Pernah ada tanya tentang masa lalu, pada sebuah percakapan bernostalgia.

“Ingatan apa tentangnya yang masih membekas untukmu?”

Lantas aku menjawab serta-merta,

“Tentang denting tuts piano sore hari, juga lembaran buku usang yang tak pernah di bacanya, mungkin tentang air mata sebagai perpisahan melepas diri dari hina. Atau tentang mata, yang enggan menatap...” sebab tenangnya lautan pada sorot mata itu kini ber-ombak.

Aku tak menutup mata pada kilas balik masa lalu, aku pernah melihatmu tersenyum. 


01.

Sudah berkali-kali hamparan hati ini memilih mengulangi sepi, lantaran ramai tentangmu tak kunjung berakhir. Maka dalam pekatnya kegelapan, segala perkara tentangmu kupaksa pergi. Bukan hanya tentang ringkihnya hati yang kamu patahkan, tapi harapku yang juga kamu tiadakan. 

Yang menjadi tanya, adalah kenapa harus kamu yang jadi kenangan paling menyakitkan?


02.

Aku terkungkung nestapa tiada tara, sebab itu terpaksa kulupakan dirimu. 

Atau aku memang pantas menderita?

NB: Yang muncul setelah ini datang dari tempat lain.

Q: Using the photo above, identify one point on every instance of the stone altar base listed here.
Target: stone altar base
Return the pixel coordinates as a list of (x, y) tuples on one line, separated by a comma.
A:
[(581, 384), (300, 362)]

Atau memang kamu si keji yang selalu berelegi tentang buaian?  


03.

Maka bagiku perihal dirimu adalah kamuflase dan sandiwara, makannya ku jelaskan dengan sejujurnya.

Karena mencintaimu adalah patah hati yang paling sengaja.


04.

Waktu itu, aku merasa tenang. Ku pikir duniaku akan baik-baik saja hanya dengan mencintaimu sendirian. Sebab di hatimu tak ada tempat lagi untukku ; disana, seseorang dengan sengaja kamu tempatkan.




05.

Bukan lagi aku ; yang mampu memeluk asa untuk mu,


06.

Hilang sudah segala keangkuhan mu perihal cinta, di renggut nasib kemungkinan suatu karma yang senantiasa membumbung tinggi. Demikian naasnya dirimu, meminta ketulusan sementara cintamu terkesan terpaksa. 



07.

Lalu bagaimana dengan aku yang menyongsong fananya dengan segala nelangsa. Bahkan jiwaku lebih dulu kamu matikan, kamu buat remuk redam bagai tidak pernah memiliki arti.


08.

Namun aku tetaplah aku, yang berani bersaksi pada semesta perihal kita. 


09. 

Perihal kamu yang dengan bangganya pulang pada diri yang lebih dulu di injak.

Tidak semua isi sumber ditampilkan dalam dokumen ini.